Cathcart said the problem of high housing demand amid low supply has not gone anywhere — it’s arguably only gotten worse.
“And after years of everyone agreeing that medium-density housing was the future, we are still referring to it as the ‘missing’ middle,” he added.
In July, the decline of new listings was enough to noticeably tighten the sales-to-new listings ratio — despite sales activity also slowing on the month. The national sales-to-new listings ratio reached 74% in July, up from 69.9% in June. According to the national real estate association, the long-term average for the national sales-to-new listings ratio is 54.7%.

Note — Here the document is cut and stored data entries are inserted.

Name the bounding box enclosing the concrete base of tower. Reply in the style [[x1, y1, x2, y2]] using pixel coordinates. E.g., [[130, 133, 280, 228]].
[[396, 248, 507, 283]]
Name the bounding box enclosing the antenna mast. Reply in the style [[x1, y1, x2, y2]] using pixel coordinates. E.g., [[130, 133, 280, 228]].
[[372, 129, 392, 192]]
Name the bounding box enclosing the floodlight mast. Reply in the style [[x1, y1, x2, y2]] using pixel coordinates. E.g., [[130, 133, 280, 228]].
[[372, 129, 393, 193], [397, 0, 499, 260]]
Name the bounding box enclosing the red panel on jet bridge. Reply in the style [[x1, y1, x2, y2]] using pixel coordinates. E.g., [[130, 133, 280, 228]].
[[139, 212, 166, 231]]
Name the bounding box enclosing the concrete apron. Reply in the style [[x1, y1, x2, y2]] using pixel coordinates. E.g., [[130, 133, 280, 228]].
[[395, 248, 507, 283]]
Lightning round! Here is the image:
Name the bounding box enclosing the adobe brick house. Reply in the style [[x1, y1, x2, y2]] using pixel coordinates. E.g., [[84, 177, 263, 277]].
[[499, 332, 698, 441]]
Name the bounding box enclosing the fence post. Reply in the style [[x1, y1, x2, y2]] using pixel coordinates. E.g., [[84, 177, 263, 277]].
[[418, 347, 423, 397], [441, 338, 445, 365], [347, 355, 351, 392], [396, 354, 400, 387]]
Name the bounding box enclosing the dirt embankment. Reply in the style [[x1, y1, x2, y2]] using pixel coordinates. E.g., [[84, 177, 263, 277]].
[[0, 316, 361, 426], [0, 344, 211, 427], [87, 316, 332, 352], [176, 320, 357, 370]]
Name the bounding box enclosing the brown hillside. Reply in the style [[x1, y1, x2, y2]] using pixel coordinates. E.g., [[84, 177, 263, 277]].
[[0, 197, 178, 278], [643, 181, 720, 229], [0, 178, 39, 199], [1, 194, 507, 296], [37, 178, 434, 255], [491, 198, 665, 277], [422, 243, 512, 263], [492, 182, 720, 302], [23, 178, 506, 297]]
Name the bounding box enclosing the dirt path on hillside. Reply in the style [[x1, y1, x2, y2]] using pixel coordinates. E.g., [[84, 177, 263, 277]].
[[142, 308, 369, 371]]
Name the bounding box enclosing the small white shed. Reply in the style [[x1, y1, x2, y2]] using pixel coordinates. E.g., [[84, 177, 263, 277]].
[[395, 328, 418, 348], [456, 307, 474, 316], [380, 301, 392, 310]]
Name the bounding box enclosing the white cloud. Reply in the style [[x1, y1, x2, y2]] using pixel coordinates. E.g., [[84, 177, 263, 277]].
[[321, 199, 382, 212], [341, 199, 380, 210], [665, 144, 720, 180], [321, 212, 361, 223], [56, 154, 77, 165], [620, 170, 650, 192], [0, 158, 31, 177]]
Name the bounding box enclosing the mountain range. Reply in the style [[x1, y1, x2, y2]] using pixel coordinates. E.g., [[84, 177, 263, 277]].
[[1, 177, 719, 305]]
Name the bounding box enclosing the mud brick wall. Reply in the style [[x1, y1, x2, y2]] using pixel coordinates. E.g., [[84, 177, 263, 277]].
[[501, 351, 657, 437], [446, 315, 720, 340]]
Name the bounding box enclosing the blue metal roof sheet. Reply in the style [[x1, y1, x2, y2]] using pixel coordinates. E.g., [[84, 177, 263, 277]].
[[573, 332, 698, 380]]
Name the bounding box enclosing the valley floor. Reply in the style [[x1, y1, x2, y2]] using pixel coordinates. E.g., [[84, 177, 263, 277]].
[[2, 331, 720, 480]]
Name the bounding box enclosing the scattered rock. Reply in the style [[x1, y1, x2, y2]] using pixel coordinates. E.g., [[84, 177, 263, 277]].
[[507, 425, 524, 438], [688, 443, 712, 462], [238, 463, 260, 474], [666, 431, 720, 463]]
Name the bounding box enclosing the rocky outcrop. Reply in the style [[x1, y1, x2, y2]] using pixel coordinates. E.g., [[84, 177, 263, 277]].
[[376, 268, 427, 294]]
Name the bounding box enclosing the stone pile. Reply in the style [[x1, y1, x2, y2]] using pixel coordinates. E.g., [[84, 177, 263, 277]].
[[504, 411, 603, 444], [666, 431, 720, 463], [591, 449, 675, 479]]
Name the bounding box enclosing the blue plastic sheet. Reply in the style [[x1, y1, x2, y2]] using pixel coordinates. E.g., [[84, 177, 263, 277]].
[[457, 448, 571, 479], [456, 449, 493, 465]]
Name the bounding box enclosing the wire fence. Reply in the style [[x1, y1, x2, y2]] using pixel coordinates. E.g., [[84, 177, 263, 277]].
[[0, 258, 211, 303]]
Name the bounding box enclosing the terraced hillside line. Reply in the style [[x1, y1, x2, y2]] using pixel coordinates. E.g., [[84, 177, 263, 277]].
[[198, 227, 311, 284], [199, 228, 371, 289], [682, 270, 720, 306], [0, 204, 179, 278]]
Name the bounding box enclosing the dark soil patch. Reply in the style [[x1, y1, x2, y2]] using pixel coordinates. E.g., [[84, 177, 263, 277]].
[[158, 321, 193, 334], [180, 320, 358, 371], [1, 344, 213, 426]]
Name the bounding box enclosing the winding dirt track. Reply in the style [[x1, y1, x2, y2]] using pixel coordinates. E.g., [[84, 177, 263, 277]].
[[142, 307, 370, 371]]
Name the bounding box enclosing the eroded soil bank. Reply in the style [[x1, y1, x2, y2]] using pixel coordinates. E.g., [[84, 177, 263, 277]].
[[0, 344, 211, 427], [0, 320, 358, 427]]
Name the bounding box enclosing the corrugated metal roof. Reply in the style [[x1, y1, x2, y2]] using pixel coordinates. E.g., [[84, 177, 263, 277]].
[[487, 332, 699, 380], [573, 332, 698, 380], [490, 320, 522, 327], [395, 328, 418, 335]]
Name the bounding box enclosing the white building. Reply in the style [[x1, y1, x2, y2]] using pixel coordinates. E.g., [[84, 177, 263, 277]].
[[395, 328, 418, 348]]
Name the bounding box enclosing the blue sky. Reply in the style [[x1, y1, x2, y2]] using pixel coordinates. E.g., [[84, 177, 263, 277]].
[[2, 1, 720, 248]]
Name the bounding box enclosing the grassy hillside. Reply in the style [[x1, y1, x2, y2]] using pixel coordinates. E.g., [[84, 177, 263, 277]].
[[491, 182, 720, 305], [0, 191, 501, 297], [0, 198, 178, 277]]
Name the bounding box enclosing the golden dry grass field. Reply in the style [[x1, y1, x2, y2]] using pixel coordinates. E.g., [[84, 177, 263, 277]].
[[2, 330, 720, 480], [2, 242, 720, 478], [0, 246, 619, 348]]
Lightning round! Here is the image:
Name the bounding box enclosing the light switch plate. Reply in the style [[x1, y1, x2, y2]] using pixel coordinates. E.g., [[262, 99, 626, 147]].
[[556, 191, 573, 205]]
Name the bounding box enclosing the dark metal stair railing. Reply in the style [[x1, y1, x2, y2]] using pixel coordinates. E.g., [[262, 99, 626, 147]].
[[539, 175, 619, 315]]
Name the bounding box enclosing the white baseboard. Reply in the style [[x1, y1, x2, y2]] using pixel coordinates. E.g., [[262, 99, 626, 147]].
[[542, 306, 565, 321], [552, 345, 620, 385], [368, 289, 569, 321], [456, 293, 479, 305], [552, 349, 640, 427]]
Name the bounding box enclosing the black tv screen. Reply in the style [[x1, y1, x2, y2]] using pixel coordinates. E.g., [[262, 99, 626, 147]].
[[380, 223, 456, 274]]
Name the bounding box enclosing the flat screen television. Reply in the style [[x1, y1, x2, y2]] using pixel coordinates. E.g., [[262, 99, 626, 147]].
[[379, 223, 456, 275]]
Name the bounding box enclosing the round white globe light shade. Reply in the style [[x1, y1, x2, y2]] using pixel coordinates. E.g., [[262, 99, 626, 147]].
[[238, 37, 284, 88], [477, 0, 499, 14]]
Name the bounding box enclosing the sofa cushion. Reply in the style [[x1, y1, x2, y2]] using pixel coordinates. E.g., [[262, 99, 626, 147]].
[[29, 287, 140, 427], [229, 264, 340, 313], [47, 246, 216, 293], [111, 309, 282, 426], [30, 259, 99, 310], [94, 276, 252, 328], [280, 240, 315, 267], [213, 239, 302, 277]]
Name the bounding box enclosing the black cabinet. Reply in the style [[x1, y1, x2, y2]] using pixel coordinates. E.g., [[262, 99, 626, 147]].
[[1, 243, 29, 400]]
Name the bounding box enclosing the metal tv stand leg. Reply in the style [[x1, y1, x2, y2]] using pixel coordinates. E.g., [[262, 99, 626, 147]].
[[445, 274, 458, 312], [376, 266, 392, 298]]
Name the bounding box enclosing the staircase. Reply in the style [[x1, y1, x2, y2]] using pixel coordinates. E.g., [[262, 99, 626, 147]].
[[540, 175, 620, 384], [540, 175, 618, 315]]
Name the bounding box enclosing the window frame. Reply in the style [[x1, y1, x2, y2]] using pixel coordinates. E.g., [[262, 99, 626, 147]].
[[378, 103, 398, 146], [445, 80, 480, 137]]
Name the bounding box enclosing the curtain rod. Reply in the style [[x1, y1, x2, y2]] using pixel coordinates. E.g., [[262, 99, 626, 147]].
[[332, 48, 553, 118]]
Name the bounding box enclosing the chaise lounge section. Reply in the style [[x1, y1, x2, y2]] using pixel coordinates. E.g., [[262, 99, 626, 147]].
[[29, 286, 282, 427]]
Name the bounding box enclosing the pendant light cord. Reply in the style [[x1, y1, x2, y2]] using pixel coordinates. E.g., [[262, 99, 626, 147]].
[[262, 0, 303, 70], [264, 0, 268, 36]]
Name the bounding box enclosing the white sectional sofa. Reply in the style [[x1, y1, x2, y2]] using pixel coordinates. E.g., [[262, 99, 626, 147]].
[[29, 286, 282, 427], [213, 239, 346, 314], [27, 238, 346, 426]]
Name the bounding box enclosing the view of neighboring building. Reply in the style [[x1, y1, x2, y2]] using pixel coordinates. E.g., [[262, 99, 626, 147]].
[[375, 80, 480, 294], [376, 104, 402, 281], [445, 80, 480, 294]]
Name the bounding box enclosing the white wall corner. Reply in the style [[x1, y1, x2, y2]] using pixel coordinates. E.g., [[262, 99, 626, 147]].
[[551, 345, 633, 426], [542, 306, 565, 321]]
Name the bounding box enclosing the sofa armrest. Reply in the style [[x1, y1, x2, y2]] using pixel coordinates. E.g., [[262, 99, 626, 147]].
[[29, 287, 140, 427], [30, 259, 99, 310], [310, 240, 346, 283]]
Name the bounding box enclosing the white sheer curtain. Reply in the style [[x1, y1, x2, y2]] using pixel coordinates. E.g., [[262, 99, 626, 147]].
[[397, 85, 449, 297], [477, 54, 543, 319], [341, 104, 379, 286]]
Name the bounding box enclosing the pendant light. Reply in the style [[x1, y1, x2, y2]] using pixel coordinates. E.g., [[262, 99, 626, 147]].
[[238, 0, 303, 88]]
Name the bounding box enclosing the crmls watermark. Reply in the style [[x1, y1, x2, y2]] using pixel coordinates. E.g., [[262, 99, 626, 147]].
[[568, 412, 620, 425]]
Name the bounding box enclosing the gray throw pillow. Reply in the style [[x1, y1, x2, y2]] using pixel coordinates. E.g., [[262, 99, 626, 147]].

Based on a comparison of sales-to-new listings ratio with long-term averages, CREA says the tightening of market conditions last month tipped a small majority of local markets back into seller’s market territory, reversing the trend of more balanced markets seen in June.
“Another piece of evidence that conditions may be starting to stabilize was the number of months of inventory. There were 2.3 months of inventory on a national basis at the end of July 2021, unchanged from June,” said CREA.
CREA noted that this is “extremely low” and still indicative of a strong seller’s market at the national level and in most local markets. The long-term average for this measure is twice where it stands today.
With new inventory down, prices continued to rise. The composite home price, which adjusts for the types of properties sold, rose 0.6% between June and July and was up 22.2% compared with July 2020.
The actual national average sale price reached $662,000 in July 2021, up 15.6% from July of last year. However, when the GTA and Vancouver — two of Canada’s most active and expensive housing markets — are excluded, the average price was $132,000 less, CREA said.